Reconstruction of tattooing on the forehead of a 3-year-old female (657–855 CE) from Kulubnarti. Credit: Mary Nguyen. 2025 UMSL
Ancient Nubians who lived between the 7th and 9th centuries tattooed the cheeks and foreheads of their infants and toddlers. This surprising discovery was made during a systematic survey of more than 1,000 human remains from the Nile River Valley, an area once part of ancient Nubia and now in present-day…
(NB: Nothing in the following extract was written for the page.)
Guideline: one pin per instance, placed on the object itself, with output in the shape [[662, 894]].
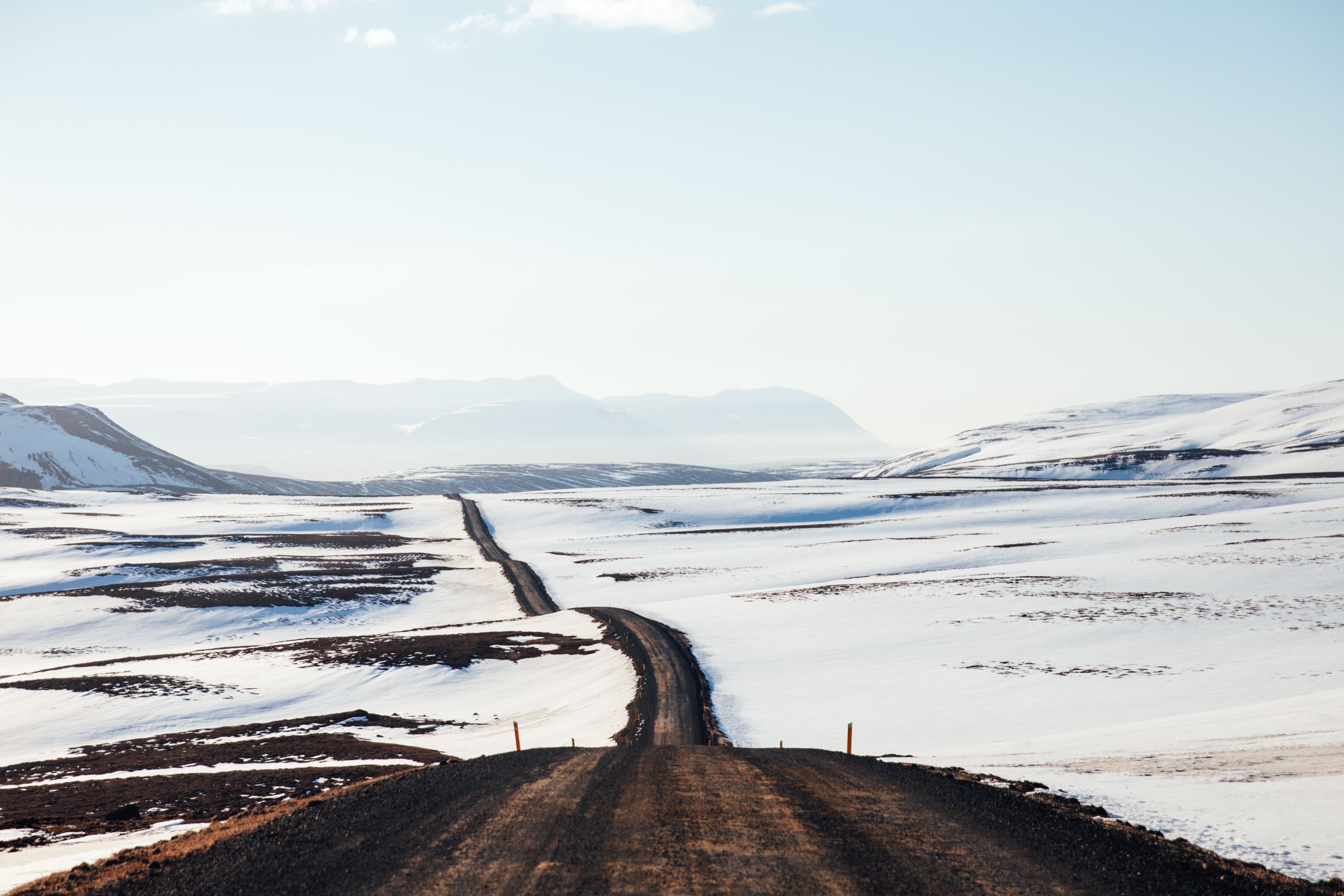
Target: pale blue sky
[[936, 214]]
Reconstruction of tattooing on the forehead of a 3-year-old female (657–855 CE) from Kulubnarti. Credit: Mary Nguyen. 2025 UMSL
Ancient Nubians who lived between the 7th and 9th centuries tattooed the cheeks and foreheads of their infants and toddlers. This surprising discovery was made during a systematic survey of more than 1,000 human remains from the Nile River Valley, an area once part of ancient Nubia and now in present-day Sudan.
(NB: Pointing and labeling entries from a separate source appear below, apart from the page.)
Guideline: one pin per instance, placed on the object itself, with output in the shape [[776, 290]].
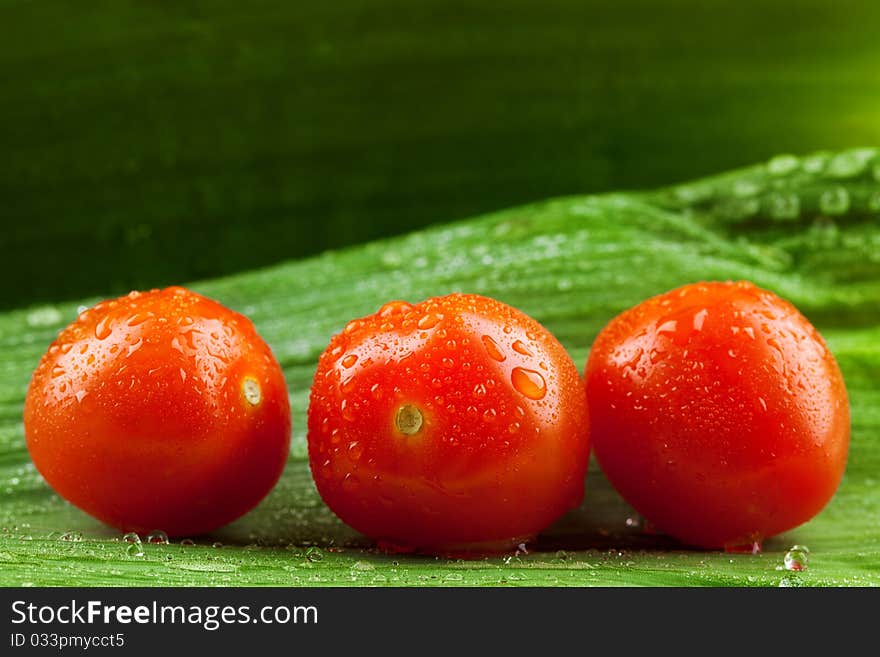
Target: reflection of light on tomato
[[455, 425], [159, 411], [718, 412]]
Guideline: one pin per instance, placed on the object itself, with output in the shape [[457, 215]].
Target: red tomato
[[159, 410], [718, 412], [455, 425]]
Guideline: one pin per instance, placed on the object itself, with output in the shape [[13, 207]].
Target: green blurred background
[[151, 142]]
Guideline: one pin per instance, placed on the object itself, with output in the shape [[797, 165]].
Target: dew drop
[[355, 450], [784, 206], [521, 348], [103, 328], [796, 558], [667, 327], [157, 537], [347, 411], [850, 163], [428, 321], [45, 316], [528, 382], [352, 326], [135, 548], [782, 165], [492, 349], [393, 308], [350, 483], [136, 319]]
Humans have been using tattoos to mark their identity, religious beliefs, and also to tell a story of their life experiences through cultural symbolism. Archaeological evidence suggests that some tattooing practices date back at least 5,000 years.
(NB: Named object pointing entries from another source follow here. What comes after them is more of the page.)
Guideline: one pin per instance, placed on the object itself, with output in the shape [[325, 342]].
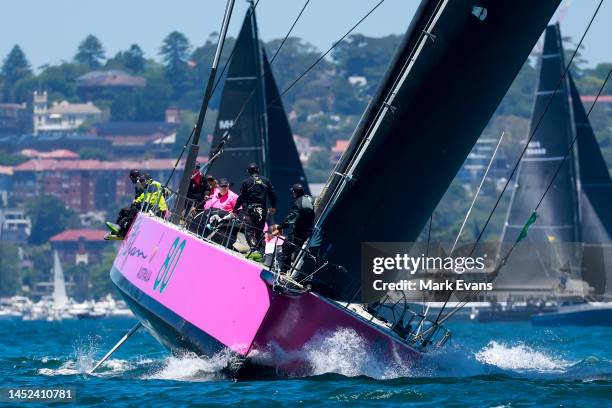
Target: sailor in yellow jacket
[[151, 199]]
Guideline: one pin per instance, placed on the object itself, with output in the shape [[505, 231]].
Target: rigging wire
[[567, 154], [535, 129]]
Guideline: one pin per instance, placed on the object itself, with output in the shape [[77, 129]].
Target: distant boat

Tattoos from the ancient Nubian regions have captivated archaeologists since the 1800s. For generations, scientists have studied these designs on mummies, but many details remained hidden, until now. New imaging techniques, capable of detecting wavelengths beyond the human eye, are finally revealing striking new information hidden within the tattoos.
In the PNAS study, researchers used multispectral imaging—a technique that captures images at multiple wavelengths across the electromagnetic spectrum— to examine human remains from three archaeological sites (Semna South, Kulubnarti, Qinifab School) in Sudan.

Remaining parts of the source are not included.